Hell yeah was the right answer. Several years, six albums, and two documentaries later, Lucero, who long ago traded in their country sound for straightforward Southern rock, is teetering on the brink of legitimate stardom, and their latest, best-sounding album, Rebels, Rogues & Sworn Brothers, could be the thing that puts them over the top.
"We'll have friends or people from Memphis who'll show up [at out-of-town shows] and they'll see 'Sold Out.' And all I can tell them is, we're a national act now," says Lucero guitarist Brian Venable. "You've got to get your tickets in advance."

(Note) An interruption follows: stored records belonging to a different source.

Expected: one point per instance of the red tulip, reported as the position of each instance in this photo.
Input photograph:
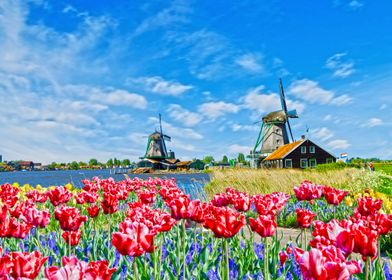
(198, 211)
(304, 217)
(333, 196)
(86, 197)
(59, 195)
(93, 211)
(367, 206)
(99, 270)
(328, 263)
(73, 269)
(109, 203)
(365, 240)
(308, 191)
(137, 240)
(146, 196)
(36, 196)
(69, 218)
(5, 265)
(72, 237)
(35, 217)
(8, 195)
(265, 226)
(179, 207)
(224, 221)
(26, 265)
(283, 257)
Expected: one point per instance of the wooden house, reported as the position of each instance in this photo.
(299, 154)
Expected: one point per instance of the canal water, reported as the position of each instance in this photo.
(191, 183)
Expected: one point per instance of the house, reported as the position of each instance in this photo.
(299, 154)
(197, 164)
(26, 165)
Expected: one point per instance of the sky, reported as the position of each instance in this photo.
(87, 79)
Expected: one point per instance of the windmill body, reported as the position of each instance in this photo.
(275, 131)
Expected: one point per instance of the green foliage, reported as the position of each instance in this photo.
(336, 166)
(93, 162)
(73, 165)
(208, 159)
(241, 158)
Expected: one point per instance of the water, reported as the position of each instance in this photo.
(192, 183)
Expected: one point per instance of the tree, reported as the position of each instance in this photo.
(93, 162)
(109, 162)
(126, 162)
(208, 159)
(241, 158)
(73, 165)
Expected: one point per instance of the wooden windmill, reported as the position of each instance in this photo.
(156, 147)
(275, 131)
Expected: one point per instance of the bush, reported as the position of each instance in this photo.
(336, 166)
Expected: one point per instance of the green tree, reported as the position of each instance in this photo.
(241, 158)
(109, 162)
(126, 162)
(208, 159)
(93, 162)
(73, 165)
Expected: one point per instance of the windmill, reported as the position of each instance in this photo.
(275, 131)
(156, 147)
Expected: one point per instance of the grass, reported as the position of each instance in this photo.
(384, 167)
(255, 181)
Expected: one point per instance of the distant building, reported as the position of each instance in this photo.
(299, 154)
(26, 165)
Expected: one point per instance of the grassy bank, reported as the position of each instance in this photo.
(256, 181)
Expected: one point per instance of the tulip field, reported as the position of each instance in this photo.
(151, 229)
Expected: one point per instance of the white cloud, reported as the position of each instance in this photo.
(355, 4)
(240, 127)
(184, 116)
(214, 110)
(340, 66)
(176, 13)
(373, 122)
(322, 133)
(338, 144)
(265, 103)
(236, 149)
(173, 131)
(250, 62)
(159, 85)
(120, 97)
(311, 92)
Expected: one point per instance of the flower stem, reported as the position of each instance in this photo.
(266, 272)
(226, 243)
(135, 269)
(184, 248)
(367, 268)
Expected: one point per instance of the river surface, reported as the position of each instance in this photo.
(191, 183)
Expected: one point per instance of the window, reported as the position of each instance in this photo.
(329, 160)
(304, 163)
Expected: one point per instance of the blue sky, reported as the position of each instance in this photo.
(83, 79)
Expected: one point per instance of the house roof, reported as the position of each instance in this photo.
(282, 151)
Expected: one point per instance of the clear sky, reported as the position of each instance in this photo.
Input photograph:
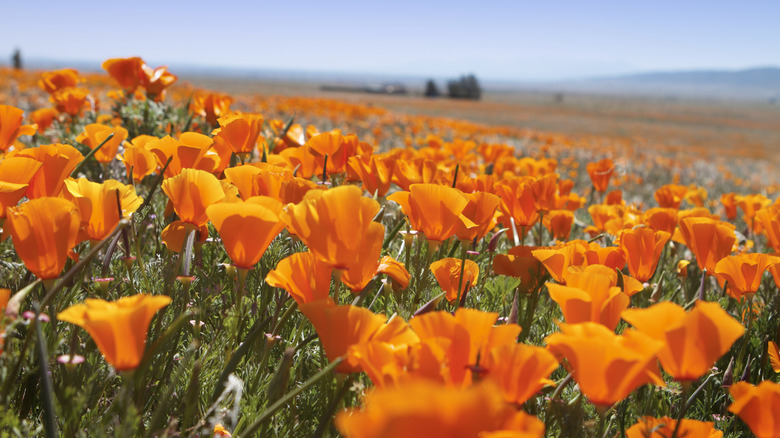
(521, 40)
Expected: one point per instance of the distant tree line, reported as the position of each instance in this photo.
(467, 87)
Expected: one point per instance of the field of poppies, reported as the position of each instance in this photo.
(181, 262)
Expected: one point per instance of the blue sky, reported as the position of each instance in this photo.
(518, 40)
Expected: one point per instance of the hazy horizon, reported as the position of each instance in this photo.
(496, 40)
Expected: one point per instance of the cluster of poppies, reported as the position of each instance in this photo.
(451, 369)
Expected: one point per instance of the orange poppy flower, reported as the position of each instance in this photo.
(305, 277)
(758, 406)
(520, 370)
(481, 210)
(58, 160)
(710, 240)
(52, 81)
(191, 192)
(239, 132)
(589, 296)
(448, 272)
(434, 210)
(44, 230)
(246, 228)
(670, 195)
(15, 176)
(452, 346)
(729, 202)
(44, 117)
(600, 173)
(340, 327)
(212, 106)
(376, 174)
(743, 272)
(139, 162)
(11, 126)
(661, 219)
(126, 71)
(335, 223)
(395, 270)
(692, 341)
(518, 202)
(643, 247)
(97, 204)
(117, 327)
(607, 367)
(519, 262)
(422, 409)
(649, 427)
(558, 223)
(94, 134)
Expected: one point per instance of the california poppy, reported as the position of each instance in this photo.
(643, 247)
(692, 341)
(239, 132)
(589, 296)
(743, 272)
(11, 126)
(117, 327)
(607, 367)
(305, 277)
(334, 224)
(339, 327)
(448, 274)
(758, 406)
(520, 370)
(94, 134)
(600, 173)
(52, 81)
(97, 204)
(246, 228)
(422, 409)
(59, 160)
(665, 427)
(710, 240)
(15, 176)
(434, 210)
(44, 230)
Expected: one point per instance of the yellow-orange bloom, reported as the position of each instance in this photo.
(94, 134)
(58, 160)
(649, 427)
(692, 341)
(643, 247)
(758, 406)
(608, 367)
(743, 272)
(434, 210)
(600, 173)
(239, 132)
(246, 228)
(423, 409)
(305, 277)
(520, 370)
(191, 192)
(117, 327)
(44, 230)
(710, 240)
(448, 272)
(336, 224)
(589, 296)
(11, 126)
(340, 327)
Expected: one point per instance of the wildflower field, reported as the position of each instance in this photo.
(181, 262)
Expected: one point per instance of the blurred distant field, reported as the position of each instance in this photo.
(739, 128)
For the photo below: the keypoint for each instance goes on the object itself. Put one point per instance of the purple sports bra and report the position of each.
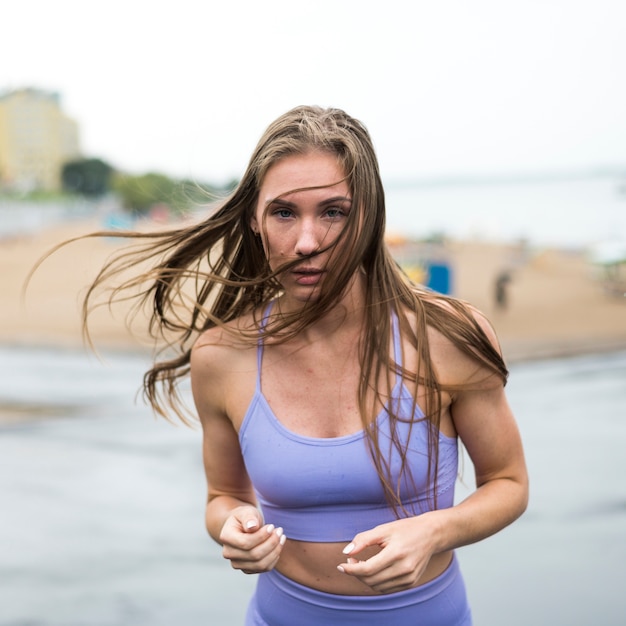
(327, 489)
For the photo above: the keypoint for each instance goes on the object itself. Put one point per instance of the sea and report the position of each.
(101, 503)
(576, 211)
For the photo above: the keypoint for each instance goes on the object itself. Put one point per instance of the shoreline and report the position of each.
(555, 305)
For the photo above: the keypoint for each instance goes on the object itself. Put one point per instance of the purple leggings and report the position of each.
(278, 601)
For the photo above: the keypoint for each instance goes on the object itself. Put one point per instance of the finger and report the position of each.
(364, 540)
(261, 558)
(254, 548)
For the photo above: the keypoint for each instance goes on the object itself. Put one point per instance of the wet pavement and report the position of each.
(101, 504)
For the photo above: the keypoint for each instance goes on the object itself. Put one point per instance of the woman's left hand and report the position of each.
(406, 546)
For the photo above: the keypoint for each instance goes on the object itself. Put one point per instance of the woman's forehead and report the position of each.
(300, 171)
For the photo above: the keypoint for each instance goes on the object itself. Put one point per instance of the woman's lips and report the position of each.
(307, 276)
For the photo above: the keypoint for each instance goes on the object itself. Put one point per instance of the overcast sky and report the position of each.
(446, 87)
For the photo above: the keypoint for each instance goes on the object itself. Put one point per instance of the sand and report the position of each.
(556, 301)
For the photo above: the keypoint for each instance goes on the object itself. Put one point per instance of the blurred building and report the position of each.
(36, 139)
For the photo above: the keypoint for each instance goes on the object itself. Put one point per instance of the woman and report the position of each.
(331, 391)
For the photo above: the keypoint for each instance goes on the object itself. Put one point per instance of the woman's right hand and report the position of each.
(250, 545)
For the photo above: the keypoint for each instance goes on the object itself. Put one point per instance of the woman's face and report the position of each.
(295, 224)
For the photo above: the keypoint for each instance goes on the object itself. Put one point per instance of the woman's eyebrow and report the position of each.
(325, 201)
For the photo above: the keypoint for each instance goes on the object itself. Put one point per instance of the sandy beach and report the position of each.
(556, 303)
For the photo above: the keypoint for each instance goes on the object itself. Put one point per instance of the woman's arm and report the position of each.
(487, 428)
(231, 515)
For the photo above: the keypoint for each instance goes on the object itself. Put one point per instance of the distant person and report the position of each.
(501, 290)
(332, 391)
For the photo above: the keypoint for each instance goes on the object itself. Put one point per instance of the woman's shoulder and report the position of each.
(219, 345)
(457, 333)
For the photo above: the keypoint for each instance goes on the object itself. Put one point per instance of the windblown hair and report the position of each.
(213, 272)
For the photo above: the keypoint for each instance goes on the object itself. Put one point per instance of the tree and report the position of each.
(141, 193)
(89, 177)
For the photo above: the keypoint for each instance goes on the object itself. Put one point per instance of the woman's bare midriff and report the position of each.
(315, 565)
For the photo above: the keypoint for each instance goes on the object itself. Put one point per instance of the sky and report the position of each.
(446, 87)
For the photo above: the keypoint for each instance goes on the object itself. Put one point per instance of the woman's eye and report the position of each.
(335, 213)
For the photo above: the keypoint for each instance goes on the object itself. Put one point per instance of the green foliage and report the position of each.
(88, 177)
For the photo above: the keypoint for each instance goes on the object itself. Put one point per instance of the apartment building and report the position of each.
(36, 139)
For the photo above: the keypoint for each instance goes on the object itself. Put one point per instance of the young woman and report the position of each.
(331, 391)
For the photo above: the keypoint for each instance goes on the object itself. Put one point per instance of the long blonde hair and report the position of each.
(215, 271)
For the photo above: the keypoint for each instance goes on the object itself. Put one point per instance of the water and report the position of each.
(25, 218)
(563, 213)
(101, 505)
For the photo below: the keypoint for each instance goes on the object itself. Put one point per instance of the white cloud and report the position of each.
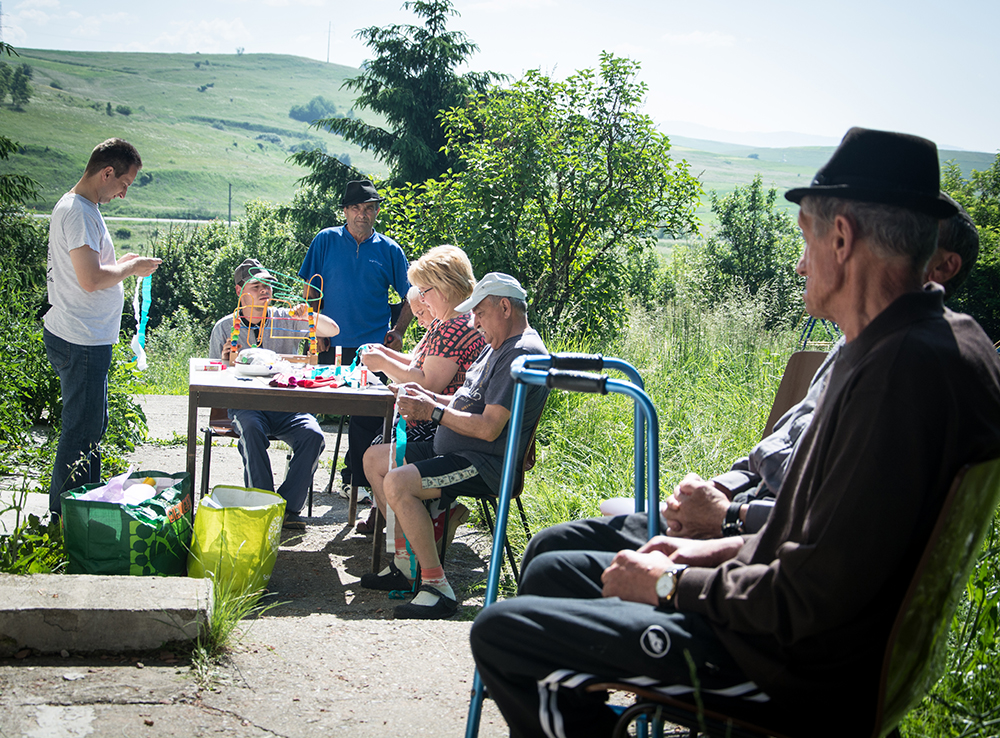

Venable is in transit, heading to what he suspects will be a sellout at San Francisco's Slim's. "We used to play the Bottom of the Hill," he says, recounting packed shows at the storied club. "But then we got too big." His words resonate with "What Else Would You Have Me Be," the opening track of Rebels, Rogues & Sworn Brothers. It's an emotional travelogue where Nichols buries his heart at the "bottom of the hill" and shouts out to the girls he's loved down on Beale, all the while announcing Lucero's seamless transition from brilliant bar band to estimable recording artists.
Venable says the new record incorporates sounds and ideas the band has always wanted to use on other records but which never quite fit. At first listen, it plays out like a reworking of Bruce Springsteen's Darkness on the Edge of Town, with nods to Asia, Blue Oyster Cult, and Steve Earle's not-quite-Celtic guitar jangle. Through it all, Nichols sings (as he has always sung) about the explosive mixture of sweet-faced girls and hard liquor.
"We're a rock-and-roll band. We spend 200 nights a year in bars," Venable says, explaining why subject matter may be a bit limited and offering no apologies for the band's rowdy reputation.
"There are some places where people buy beers two at a time: one to drink, one to throw," Venable says. He describes wild nights in Philadelphia and a freaky mob in Detroit where fans broke beer bottles against the stage then pounded on the broken glass. He compares it to the polite, attentive crowd in Portland, Oregon.
"Portland's hard," Venable says. "There were some people from Philly [who had been following the band on tour] at the show, and they started spilling beer and stuff and they got thrown out. We gave them T-shirts and said we were sorry and told them we'd get them up on stage next time."
If their shows have gotten wilder, their sound has become more refined, and Venable gives a lot of the credit to producer (and former Camper Van Beethoven frontman) David Lowery.
"There was this whole time when we were recording, and I didn't think he was paying attention. But then he started singing the song, and he really knew it," Venable says, also crediting Rick Steff, whose shimmering keyboards take some of the pressure off Lucero's hardworking rhythm section, brightening the sound and giving Nichols' smoky vocals a bit of breathing room.
It was something of an open secret, in Lucero's earliest days, that Venable -- in no way a trained or experienced musician -- played guitar the way a phonetic speaker imitates a language they don't really understand. Although his skills are now enviable, he's still self-deprecating.
"It helps that I'm able to build my solos in the studio, note for note," he says. "Then I can learn them and actually be able to go out and play them right. Nobody knows I'm used to going out there just terrified."